Python: Extracting lists from list with module or regular expression

Question

I'm trying to extract lists/sublists from one bigger integer-list with Python2.7 by using start- and end-patterns. I would like to do it with a function, but I cant find a library, algorithm or a regular expression for solving this problem.

def myFunctionForSublists(data, startSequence, endSequence):
    # ... todo

data = [99, 99, 1, 2, 3, 99, 99, 99, 4, 5, 6, 99, 99, 1, 2, 3, 99, 4, 5, 6, 99]

startSequence = [1,2,3]
endSequence = [4,5,6]

sublists = myFunctionForSublists(data, startSequence, endSequence)

print sublists[0] # [1, 2, 3, 99, 99, 99, 4, 5, 6]
print sublists[1] # [1, 2, 3, 99, 4, 5, 6]

Any ideas how I can realize it?

Answer 1

Here's a more general solution that doesn't require the lists being sliceable, so you can use it on other iterables, like generators.

We keep a deque the size of the start sequence until we come across it. Then we add those values to a list, and keep iterating over the sequence. As we do, we keep a deque the size of the end sequence, until we see it, also adding the elements to the list we're keeping. If we come across the end sequence, we yield that list and set the deque up to scan for the next start sequence.
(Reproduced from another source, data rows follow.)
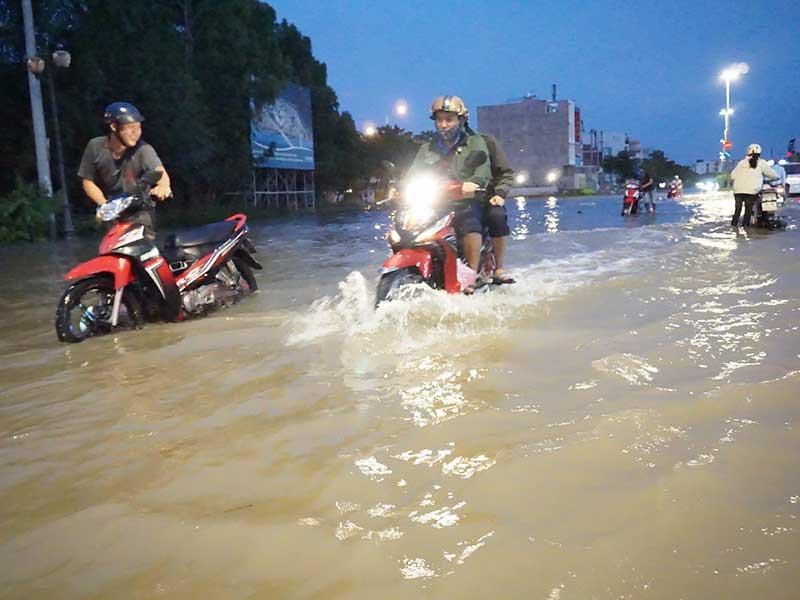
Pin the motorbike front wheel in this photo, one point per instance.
(85, 310)
(391, 283)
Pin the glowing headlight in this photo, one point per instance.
(431, 231)
(420, 195)
(422, 191)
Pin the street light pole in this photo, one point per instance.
(69, 230)
(727, 106)
(37, 110)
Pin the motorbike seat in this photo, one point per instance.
(207, 234)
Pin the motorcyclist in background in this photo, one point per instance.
(748, 177)
(647, 187)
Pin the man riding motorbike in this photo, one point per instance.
(446, 154)
(495, 215)
(647, 186)
(112, 164)
(748, 177)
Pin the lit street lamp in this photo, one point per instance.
(401, 108)
(732, 73)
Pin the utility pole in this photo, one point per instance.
(37, 110)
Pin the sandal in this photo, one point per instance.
(502, 277)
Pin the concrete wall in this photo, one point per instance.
(538, 136)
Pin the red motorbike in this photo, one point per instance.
(131, 280)
(630, 201)
(424, 243)
(675, 189)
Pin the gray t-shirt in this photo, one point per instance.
(116, 176)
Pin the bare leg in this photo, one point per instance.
(472, 249)
(499, 245)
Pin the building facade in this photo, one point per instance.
(705, 167)
(538, 136)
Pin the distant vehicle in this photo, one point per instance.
(766, 207)
(630, 201)
(792, 178)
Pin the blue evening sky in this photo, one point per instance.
(649, 69)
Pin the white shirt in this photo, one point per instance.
(747, 180)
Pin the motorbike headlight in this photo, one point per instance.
(430, 232)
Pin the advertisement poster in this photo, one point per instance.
(281, 134)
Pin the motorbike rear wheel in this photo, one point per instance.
(85, 309)
(391, 283)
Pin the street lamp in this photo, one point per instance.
(732, 73)
(36, 65)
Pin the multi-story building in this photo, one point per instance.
(538, 136)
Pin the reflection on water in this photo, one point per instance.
(551, 216)
(522, 221)
(622, 422)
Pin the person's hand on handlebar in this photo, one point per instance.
(468, 189)
(161, 190)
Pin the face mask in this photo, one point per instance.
(449, 136)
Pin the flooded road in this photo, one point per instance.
(624, 422)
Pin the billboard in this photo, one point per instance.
(281, 134)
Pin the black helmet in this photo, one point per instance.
(121, 113)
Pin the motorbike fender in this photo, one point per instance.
(410, 257)
(247, 259)
(117, 266)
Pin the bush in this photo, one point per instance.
(25, 214)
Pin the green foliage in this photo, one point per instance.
(25, 214)
(394, 144)
(662, 168)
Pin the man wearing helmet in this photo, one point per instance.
(748, 177)
(446, 153)
(112, 164)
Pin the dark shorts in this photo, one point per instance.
(469, 219)
(496, 219)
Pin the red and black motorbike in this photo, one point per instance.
(766, 207)
(424, 243)
(131, 280)
(630, 201)
(675, 189)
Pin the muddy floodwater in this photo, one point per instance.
(623, 422)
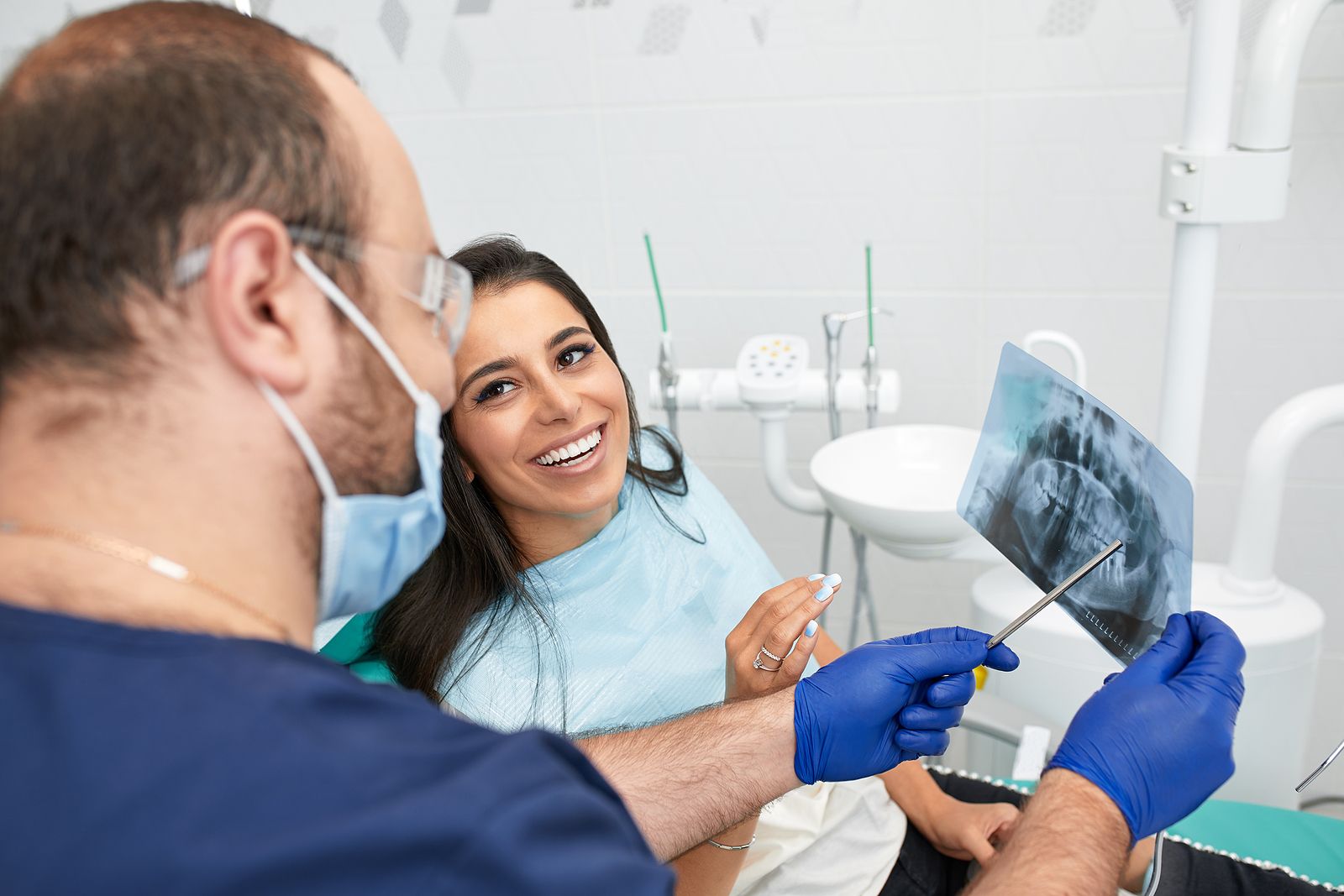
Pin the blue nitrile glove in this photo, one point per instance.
(884, 703)
(1158, 738)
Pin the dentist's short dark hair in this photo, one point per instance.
(129, 137)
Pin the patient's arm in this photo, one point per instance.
(687, 779)
(1072, 841)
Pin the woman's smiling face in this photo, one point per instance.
(542, 414)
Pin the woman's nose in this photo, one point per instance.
(557, 402)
from collections import deque

def gen(l, start, stop):
    start_deque = deque(start)
    end_deque = deque(stop)
    curr_deque = deque(maxlen=len(start))
    it = iter(l)
    for c in it:
        curr_deque.append(c)
        if curr_deque == start_deque:
            potential = list(curr_deque)
            curr_deque = deque(maxlen=len(stop))
            for c in it:
                potential.append(c)
                curr_deque.append(c)
                if curr_deque == end_deque:
                    yield potential
                    curr_deque = deque(maxlen=len(start))
                    break

print(list(gen([99, 99, 1, 2, 3, 99, 99, 99, 4, 5, 6, 99, 99, 1, 2, 3, 99, 4, 5, 6, 99], [1,2,3], [4,5,6])))

# [[1, 2, 3, 99, 99, 99, 4, 5, 6], [1, 2, 3, 99, 4, 5, 6]]

Answer 2

Here is an itertools approach that uses a collections.deque of limited length to keep a buffer of the last elements of appropriate size. It assumes that your sublists don't overlap and that your start and end sequences don't overlap either.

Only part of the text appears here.